Discrete simulation optimization for tuning machine learning method hyperparameters

• Published in: Journal of simulation : JOS Vol. ahead-of-print; no. ahead-of-print; pp. 1 - 21
• Main Authors: Ramamohan, Varun, Singhal, Shobhit, Raj Gupta, Aditya, Bolia, Nomesh Bhojkumar
• Format: Journal Article
• Language: English
• Published: Taylor & Francis 02.09.2024
• Subjects: Hyperparameter tuning; Machine learning; Random search; Ranking and selection; Simulation optimisation
• ISSN: 1747-7778; 1774-7786; 1747-7786; 1747-7786
• DOI: 10.1080/17477778.2023.2219401

An important aspect of machine learning (ML) involves controlling the learning process for the ML method in question to maximize its performance. Hyperparameter tuning (HPT) involves selecting suitable ML method parameters that control its learning process. Given that HPT can be conceptualized as a black box optimization problem subject to stochasticity, simulation optimization (SO) methods appear well suited to this purpose.

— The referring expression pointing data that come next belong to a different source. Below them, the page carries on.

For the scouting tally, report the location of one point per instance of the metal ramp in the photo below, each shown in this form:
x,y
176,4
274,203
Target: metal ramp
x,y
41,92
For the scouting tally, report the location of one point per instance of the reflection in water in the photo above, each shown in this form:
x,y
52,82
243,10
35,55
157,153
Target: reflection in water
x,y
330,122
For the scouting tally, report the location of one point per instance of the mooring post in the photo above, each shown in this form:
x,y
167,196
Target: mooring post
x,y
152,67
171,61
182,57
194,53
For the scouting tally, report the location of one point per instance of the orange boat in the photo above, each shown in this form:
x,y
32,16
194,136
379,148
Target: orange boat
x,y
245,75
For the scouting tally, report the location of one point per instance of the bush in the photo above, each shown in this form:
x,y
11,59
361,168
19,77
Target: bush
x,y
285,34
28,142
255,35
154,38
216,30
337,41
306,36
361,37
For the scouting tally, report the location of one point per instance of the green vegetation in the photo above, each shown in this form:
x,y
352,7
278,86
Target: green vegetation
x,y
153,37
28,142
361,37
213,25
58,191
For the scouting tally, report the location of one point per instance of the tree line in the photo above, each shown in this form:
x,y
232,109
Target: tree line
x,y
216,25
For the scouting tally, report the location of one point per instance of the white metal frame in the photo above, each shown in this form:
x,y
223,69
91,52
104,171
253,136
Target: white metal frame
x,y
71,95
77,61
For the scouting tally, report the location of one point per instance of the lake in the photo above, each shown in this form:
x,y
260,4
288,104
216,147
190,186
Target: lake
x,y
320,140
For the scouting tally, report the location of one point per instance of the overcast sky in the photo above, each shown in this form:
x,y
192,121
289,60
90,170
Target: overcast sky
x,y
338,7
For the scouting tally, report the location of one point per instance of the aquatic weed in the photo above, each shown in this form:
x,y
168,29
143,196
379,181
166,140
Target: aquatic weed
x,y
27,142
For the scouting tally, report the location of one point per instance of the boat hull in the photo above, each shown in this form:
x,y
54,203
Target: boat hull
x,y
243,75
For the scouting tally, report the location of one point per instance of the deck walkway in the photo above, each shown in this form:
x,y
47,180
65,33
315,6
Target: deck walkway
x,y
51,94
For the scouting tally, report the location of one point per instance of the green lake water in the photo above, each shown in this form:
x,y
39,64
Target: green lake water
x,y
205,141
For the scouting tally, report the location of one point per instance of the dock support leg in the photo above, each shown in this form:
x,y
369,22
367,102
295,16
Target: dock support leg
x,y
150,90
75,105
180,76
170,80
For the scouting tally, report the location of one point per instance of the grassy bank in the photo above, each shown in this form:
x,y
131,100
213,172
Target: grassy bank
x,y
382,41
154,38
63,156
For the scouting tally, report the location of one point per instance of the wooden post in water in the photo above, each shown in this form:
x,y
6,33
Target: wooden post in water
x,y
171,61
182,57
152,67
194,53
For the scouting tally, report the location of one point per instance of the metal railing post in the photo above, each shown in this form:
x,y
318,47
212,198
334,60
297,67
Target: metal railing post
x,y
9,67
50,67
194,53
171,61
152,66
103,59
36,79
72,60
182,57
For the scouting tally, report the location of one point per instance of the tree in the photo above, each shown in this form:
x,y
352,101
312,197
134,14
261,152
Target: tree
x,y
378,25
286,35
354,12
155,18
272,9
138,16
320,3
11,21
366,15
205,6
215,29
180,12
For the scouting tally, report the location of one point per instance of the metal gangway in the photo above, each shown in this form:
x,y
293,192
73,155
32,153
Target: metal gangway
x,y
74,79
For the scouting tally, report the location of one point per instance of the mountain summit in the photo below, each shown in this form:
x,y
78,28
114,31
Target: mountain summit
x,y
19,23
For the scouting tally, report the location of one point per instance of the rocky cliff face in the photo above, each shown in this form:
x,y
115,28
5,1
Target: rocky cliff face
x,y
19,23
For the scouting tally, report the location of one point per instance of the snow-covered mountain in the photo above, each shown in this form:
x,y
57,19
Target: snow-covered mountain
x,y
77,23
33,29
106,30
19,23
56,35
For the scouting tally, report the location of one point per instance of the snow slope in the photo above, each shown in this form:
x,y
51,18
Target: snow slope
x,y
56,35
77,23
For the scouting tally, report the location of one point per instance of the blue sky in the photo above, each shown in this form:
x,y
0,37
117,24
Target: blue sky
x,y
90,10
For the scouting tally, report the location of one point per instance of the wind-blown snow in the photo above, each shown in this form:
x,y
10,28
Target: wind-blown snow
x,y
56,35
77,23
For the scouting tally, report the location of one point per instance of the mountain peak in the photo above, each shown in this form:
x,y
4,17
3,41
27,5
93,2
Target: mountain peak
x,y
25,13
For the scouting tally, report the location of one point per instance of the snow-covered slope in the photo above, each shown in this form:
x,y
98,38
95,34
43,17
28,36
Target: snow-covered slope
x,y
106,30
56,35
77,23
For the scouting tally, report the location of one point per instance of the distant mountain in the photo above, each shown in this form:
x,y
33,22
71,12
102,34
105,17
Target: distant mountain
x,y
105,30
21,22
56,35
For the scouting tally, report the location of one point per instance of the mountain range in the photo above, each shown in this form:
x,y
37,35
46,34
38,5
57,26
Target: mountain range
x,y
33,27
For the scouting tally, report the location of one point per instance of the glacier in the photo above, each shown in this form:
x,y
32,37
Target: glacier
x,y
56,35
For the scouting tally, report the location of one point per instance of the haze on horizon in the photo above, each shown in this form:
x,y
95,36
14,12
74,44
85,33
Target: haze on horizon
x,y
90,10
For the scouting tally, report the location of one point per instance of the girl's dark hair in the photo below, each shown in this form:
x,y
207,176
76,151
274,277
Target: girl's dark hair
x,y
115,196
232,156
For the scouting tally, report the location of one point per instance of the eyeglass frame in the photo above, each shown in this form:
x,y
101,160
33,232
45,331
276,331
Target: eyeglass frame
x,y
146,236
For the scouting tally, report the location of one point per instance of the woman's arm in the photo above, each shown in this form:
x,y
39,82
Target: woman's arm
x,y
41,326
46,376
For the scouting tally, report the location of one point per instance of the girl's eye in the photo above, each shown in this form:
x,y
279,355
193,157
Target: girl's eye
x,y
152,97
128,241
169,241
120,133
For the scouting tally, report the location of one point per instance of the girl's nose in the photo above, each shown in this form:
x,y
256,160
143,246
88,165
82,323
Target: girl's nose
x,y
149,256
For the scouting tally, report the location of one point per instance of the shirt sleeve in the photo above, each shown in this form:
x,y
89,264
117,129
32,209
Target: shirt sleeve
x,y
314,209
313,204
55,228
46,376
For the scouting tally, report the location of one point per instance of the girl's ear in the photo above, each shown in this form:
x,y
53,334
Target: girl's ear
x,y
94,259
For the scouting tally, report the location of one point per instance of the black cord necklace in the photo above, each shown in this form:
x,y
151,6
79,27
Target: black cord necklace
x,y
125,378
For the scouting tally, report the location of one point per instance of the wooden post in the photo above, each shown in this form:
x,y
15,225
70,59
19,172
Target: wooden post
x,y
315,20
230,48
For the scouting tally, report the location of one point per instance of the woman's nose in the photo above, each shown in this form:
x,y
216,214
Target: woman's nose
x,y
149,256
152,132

Therefore, we conceptualize HPT as a discrete SO problem and demonstrate the use of the Kim and Nelson (KN) ranking and selection method, and the stochastic ruler (SR) and the adaptive hyperbox (AH) random search methods for HPT. We also construct the theoretical basis for applying the KN method. We demonstrate the application of the KN and the SR methods to a wide variety of machine learning models, including deep neural network models. We then successfully benchmark the KN, SR and the AH methods against multiple state-of-the-art HPT methods.